Like everyone, I want to automate as much as I can. Including automated spin up of encrypted pools. Sometimes I have a power outage that lasts longer than my battery backups allow. My servers shut down, and then boot back up, after power is restored. I have native encrypted pools that I would also like to come back up automatically. Using TrueNAS, they do come up automatically, but that’s because the keys are loaded locally on the machine, and wouldn’t prevent anything should the whole server be stolen.
So here is my question/topic for discussion. What solutions has people come up with for this type of issue?
In the thread someone mentioned an NFS share from another computer hidden in there home, and the OP, put a USB stick on the other side of a USB keystone jack, inside the wall. Both really neat ideas.
It mounts without requesting a passphrase. For years I have manually typed in the passphrase as this machine is only booted for backups, but this method is more convenient and the key is protected on another machine on an encrypted drive.

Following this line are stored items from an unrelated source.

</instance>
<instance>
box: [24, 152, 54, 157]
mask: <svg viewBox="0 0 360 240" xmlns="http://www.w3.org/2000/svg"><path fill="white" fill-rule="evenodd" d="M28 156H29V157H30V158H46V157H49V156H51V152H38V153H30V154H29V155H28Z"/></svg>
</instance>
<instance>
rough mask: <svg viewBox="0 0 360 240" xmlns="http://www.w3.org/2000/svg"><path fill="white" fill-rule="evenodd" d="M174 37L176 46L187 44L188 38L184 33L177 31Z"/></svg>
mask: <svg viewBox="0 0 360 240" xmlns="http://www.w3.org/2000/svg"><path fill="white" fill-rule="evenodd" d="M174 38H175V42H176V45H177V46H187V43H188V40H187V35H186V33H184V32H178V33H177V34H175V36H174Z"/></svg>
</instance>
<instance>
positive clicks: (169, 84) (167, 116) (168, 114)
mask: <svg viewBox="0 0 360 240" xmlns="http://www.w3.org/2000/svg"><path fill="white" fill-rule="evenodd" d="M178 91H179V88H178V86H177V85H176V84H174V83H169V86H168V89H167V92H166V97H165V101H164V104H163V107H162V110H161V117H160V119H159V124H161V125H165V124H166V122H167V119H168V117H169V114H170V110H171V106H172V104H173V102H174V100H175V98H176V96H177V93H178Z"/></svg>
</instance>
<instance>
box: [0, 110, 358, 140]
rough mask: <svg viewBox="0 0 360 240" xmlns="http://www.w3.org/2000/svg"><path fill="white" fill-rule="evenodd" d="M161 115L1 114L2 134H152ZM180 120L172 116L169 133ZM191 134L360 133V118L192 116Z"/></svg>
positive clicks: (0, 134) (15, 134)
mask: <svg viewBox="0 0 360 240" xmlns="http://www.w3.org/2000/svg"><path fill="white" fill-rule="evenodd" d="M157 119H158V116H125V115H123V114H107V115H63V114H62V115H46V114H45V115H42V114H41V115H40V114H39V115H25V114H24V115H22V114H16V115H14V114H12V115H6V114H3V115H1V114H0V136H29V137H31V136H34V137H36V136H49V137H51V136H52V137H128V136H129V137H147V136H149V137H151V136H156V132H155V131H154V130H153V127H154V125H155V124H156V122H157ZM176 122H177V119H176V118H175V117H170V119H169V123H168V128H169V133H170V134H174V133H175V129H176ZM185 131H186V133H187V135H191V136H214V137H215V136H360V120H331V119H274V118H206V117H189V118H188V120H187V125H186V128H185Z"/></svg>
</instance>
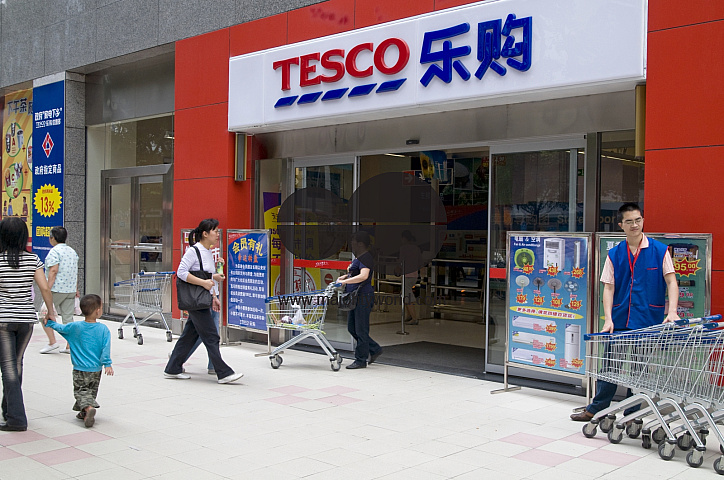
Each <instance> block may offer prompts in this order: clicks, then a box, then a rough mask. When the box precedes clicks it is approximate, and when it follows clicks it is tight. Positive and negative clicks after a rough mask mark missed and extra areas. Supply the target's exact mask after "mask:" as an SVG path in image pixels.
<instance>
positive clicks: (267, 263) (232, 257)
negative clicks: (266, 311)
mask: <svg viewBox="0 0 724 480" xmlns="http://www.w3.org/2000/svg"><path fill="white" fill-rule="evenodd" d="M226 245H227V247H226V253H227V256H226V258H227V262H228V263H227V280H228V287H227V288H228V292H227V293H228V302H227V309H228V311H227V316H226V318H227V325H229V326H236V327H242V328H246V329H251V330H262V331H266V303H265V300H266V298H267V296H268V295H269V292H268V290H269V288H268V287H269V234H268V233H267V232H266V231H258V230H257V231H248V230H229V231H228V232H227V237H226Z"/></svg>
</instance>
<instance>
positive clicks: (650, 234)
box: [596, 233, 712, 330]
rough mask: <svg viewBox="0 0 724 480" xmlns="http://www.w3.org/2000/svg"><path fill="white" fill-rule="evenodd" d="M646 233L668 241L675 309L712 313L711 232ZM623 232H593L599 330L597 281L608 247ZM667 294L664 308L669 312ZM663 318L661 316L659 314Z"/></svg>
mask: <svg viewBox="0 0 724 480" xmlns="http://www.w3.org/2000/svg"><path fill="white" fill-rule="evenodd" d="M646 236H647V237H649V238H655V239H656V240H658V241H660V242H662V243H664V244H665V245H668V247H669V253H670V254H671V259H672V260H673V262H674V270H675V271H676V281H677V283H678V284H679V307H678V309H677V313H678V314H679V316H680V317H681V318H683V319H686V318H699V317H703V316H707V315H709V314H710V313H711V241H712V236H711V234H673V233H666V234H663V233H647V234H646ZM625 238H626V236H625V235H624V234H623V233H618V234H615V233H604V234H596V245H597V249H598V262H597V265H596V267H597V268H598V271H597V272H596V284H597V285H598V289H597V292H598V297H599V299H598V301H597V302H596V303H597V315H596V317H597V318H598V330H600V329H601V328H602V327H603V322H604V315H603V296H602V295H601V294H600V293H601V292H602V291H603V285H602V284H601V283H600V282H599V279H600V278H601V272H602V271H603V266H604V265H605V263H606V258H607V257H608V251H609V250H611V249H612V248H613V247H615V246H616V245H618V243H619V242H621V241H624V240H625ZM668 303H669V301H668V298H667V300H666V305H667V307H666V309H665V310H666V311H667V312H668ZM662 320H663V318H662Z"/></svg>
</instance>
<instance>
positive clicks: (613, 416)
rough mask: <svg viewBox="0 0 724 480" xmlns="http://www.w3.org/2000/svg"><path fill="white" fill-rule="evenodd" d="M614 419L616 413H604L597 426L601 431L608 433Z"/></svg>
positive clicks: (610, 428) (603, 432)
mask: <svg viewBox="0 0 724 480" xmlns="http://www.w3.org/2000/svg"><path fill="white" fill-rule="evenodd" d="M615 421H616V415H606V416H605V417H603V418H602V419H601V422H600V423H599V426H600V427H601V431H602V432H603V433H608V431H609V430H611V429H612V428H613V422H615Z"/></svg>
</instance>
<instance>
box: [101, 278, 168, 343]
mask: <svg viewBox="0 0 724 480" xmlns="http://www.w3.org/2000/svg"><path fill="white" fill-rule="evenodd" d="M175 274H176V272H150V273H145V272H140V273H134V274H133V276H132V277H131V279H130V280H123V281H121V282H116V283H114V284H113V296H114V297H115V303H116V306H118V307H121V308H124V309H126V310H127V311H128V314H127V315H126V318H124V319H123V321H122V322H121V325H120V326H119V327H118V338H120V339H121V340H123V325H125V324H126V321H127V320H128V319H129V318H131V319H133V337H134V338H135V339H136V341H138V344H139V345H143V335H141V332H140V331H139V330H138V327H139V325H142V324H143V323H144V322H145V321H147V320H148V319H150V318H151V317H153V316H154V315H158V316H160V317H161V321H162V322H163V325H164V327H166V341H169V342H170V341H171V340H172V339H173V337H172V335H171V329H170V328H168V322H166V316H165V313H164V311H163V301H164V299H165V298H166V295H167V293H168V289H169V285H171V278H173V276H174V275H175ZM136 313H146V314H147V315H146V316H145V317H144V318H143V320H141V321H140V322H139V321H136V315H135V314H136ZM128 323H130V321H129V322H128Z"/></svg>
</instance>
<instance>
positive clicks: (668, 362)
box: [583, 315, 724, 474]
mask: <svg viewBox="0 0 724 480" xmlns="http://www.w3.org/2000/svg"><path fill="white" fill-rule="evenodd" d="M721 318H722V317H721V315H714V316H709V317H704V318H700V319H691V320H683V321H679V322H675V323H669V324H664V325H657V326H654V327H650V328H646V329H641V330H632V331H627V332H618V333H613V334H592V335H587V336H586V337H585V339H586V341H587V343H588V351H589V355H588V356H587V358H588V365H587V373H588V374H589V375H590V376H591V377H593V378H596V379H598V380H605V381H608V382H611V383H616V384H618V385H621V386H624V387H629V388H631V390H632V392H634V393H635V395H633V396H632V397H630V398H627V399H625V400H624V401H622V402H620V403H618V404H616V405H614V406H612V407H610V408H608V409H606V410H604V411H601V412H599V413H597V414H596V415H595V416H594V418H593V419H592V420H591V422H590V423H588V424H586V425H584V427H583V434H584V435H585V436H587V437H593V436H595V435H596V428H597V427H598V426H600V428H601V430H602V431H604V432H606V433H607V434H608V438H609V440H610V441H611V442H612V443H619V442H620V441H621V439H622V437H623V432H624V429H625V430H626V433H627V434H628V436H629V437H631V438H637V437H638V436H639V434H641V436H642V446H643V447H644V448H650V447H651V444H652V440H653V441H654V442H656V443H658V444H659V448H658V450H659V455H660V456H661V458H663V459H664V460H670V459H672V458H673V457H674V454H675V451H676V447H677V446H678V447H679V448H680V449H681V450H688V451H689V452H688V454H687V457H686V460H687V463H688V464H689V465H690V466H692V467H699V466H701V465H702V463H703V457H704V452H705V451H706V437H707V435H709V434H710V433H712V432H713V434H714V435H715V436H716V437H717V439H718V440H719V443H720V445H724V437H723V436H722V433H721V431H720V429H719V428H718V426H717V422H719V421H721V420H722V419H724V405H722V400H723V399H724V373H723V370H722V369H723V368H724V358H722V357H724V355H722V353H723V352H724V333H723V332H722V331H721V330H718V329H719V328H721V327H722V326H724V324H722V323H714V322H716V321H718V320H721ZM638 404H641V405H642V406H643V407H644V408H641V409H640V410H638V411H635V412H633V413H629V414H627V415H626V414H625V415H624V416H623V417H622V418H620V419H619V420H618V421H617V420H616V414H617V413H619V412H623V411H625V410H627V409H629V408H631V407H633V406H635V405H638ZM644 420H647V423H646V424H645V425H644ZM652 430H653V433H652ZM720 448H721V447H720ZM722 453H723V454H724V449H722ZM714 469H715V470H716V472H717V473H719V474H724V457H719V458H717V459H716V461H715V462H714Z"/></svg>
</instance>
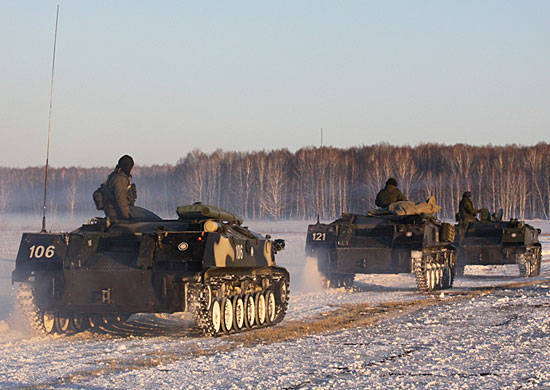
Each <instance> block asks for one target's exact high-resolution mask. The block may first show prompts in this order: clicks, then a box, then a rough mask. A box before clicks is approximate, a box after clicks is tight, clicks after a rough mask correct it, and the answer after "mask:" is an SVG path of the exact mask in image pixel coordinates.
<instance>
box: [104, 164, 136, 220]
mask: <svg viewBox="0 0 550 390" xmlns="http://www.w3.org/2000/svg"><path fill="white" fill-rule="evenodd" d="M133 167H134V159H133V158H132V157H131V156H129V155H127V154H126V155H124V156H122V157H121V158H120V159H119V160H118V164H117V165H116V167H115V169H114V171H113V172H111V173H110V174H109V176H108V177H107V180H106V182H105V185H104V190H103V197H104V211H105V215H106V216H107V217H109V218H110V219H113V220H125V219H126V220H127V219H131V218H132V215H131V207H132V206H134V204H135V202H136V198H137V194H136V187H135V185H134V184H131V183H130V178H131V177H132V175H131V172H132V168H133Z"/></svg>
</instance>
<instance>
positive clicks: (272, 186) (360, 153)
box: [0, 143, 550, 220]
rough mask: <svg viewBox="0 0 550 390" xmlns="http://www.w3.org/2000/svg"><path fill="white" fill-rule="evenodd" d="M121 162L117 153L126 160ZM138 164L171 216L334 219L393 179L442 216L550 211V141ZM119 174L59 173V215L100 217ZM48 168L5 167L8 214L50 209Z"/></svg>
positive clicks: (450, 217) (255, 155)
mask: <svg viewBox="0 0 550 390" xmlns="http://www.w3.org/2000/svg"><path fill="white" fill-rule="evenodd" d="M118 157H119V156H113V161H116V160H117V159H118ZM136 163H137V164H138V166H136V168H134V171H133V181H134V182H135V183H136V185H137V189H138V201H137V205H139V206H142V207H146V208H148V209H151V210H153V211H154V212H156V213H158V214H159V215H161V216H163V217H167V218H175V217H176V213H175V210H176V207H177V206H178V205H183V204H189V203H193V202H196V201H201V202H203V203H207V204H212V205H216V206H219V207H222V208H224V209H226V210H229V211H232V212H234V213H236V214H239V215H241V216H243V217H245V218H250V219H283V218H292V219H310V220H311V219H314V218H316V216H317V215H318V214H319V215H320V218H321V219H324V220H327V219H331V218H334V217H337V216H339V215H340V214H341V213H342V212H354V213H364V212H365V211H367V210H368V209H371V208H373V207H374V199H375V197H376V193H377V192H378V191H379V190H380V188H381V187H383V186H384V183H385V181H386V179H387V178H389V177H395V178H396V179H397V181H398V183H399V188H400V189H401V190H402V192H403V193H404V194H405V195H406V196H407V197H408V198H409V199H410V200H414V201H422V200H426V199H427V198H428V197H429V196H432V195H433V196H435V198H436V200H437V203H438V204H439V205H440V206H441V207H442V211H441V212H440V214H439V216H440V217H442V218H453V217H454V214H455V212H456V211H457V207H458V202H459V201H460V199H461V196H462V193H463V192H464V191H466V190H470V191H472V193H473V198H472V199H473V201H474V205H475V207H476V208H482V207H484V208H488V209H490V210H491V211H494V210H497V209H499V208H502V209H503V210H504V215H505V217H506V218H510V217H514V218H520V219H532V218H544V219H548V218H549V214H550V144H547V143H540V144H537V145H535V146H528V147H527V146H516V145H510V146H502V147H501V146H469V145H463V144H457V145H452V146H446V145H438V144H424V145H419V146H416V147H409V146H391V145H388V144H378V145H372V146H361V147H354V148H348V149H339V148H333V147H321V148H317V147H307V148H302V149H299V150H297V151H296V152H294V153H293V152H290V151H288V150H286V149H282V150H273V151H256V152H234V151H222V150H217V151H215V152H213V153H203V152H201V151H200V150H195V151H192V152H190V153H188V154H187V155H186V156H185V157H182V158H181V159H180V160H179V161H178V163H177V164H176V165H175V166H174V165H160V166H139V161H137V162H136ZM112 169H113V168H112V167H111V168H107V167H103V168H81V167H69V168H53V169H51V170H50V171H49V178H48V180H49V186H48V212H49V213H70V214H79V213H87V214H90V213H92V214H93V213H96V214H97V215H101V212H99V211H95V208H94V204H93V201H92V192H93V191H94V190H95V189H96V188H97V187H98V186H99V185H100V184H101V183H102V182H103V181H104V180H105V178H106V176H107V175H108V173H109V172H110V171H111V170H112ZM43 181H44V168H43V167H32V168H24V169H20V168H0V214H3V213H36V214H37V215H39V214H40V213H41V212H42V196H43Z"/></svg>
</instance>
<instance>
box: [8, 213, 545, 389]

Loading all of the keys described by my datasets’ keylocation property.
I don’t love this approach, because the key file is sitting on the system. (Owned by root and chown 600, but still…)
I’m in a homelab setup and I lose power a handful of times per year. I have a small UPS, but sometimes it’s not enough and everything shuts down. If this happens when I’m away for vacation, I need the machine to boot and not be waiting for keys.
If I don’t rely on a key file and instead use a passphrase that ZFS prompts for… I run into an issue where at boot, the machine is waiting for me to input that passphrase! I’m not physically present to do so, and I cannot SSH into the machine because it’s not gotten deep enough into the boot as it’s stuck waiting on key passphrases! Darn.
In my case, I’m going to someday build my own PiKVM so that I can access my main machine when I’m away from home, the power goes out, and I need to get into my home network and quickly type in a passphrase to reboot the machine. This way I won’t have to let the passphrase sit on a file on that same machine.
What I am doing for my remote servers is using zfsbootmenu as my bootloader, with dropbear SSH server embedded in it so I can remote in and enter my passphrase over SSH, no KVM needed - and much more responsive than a KVM too.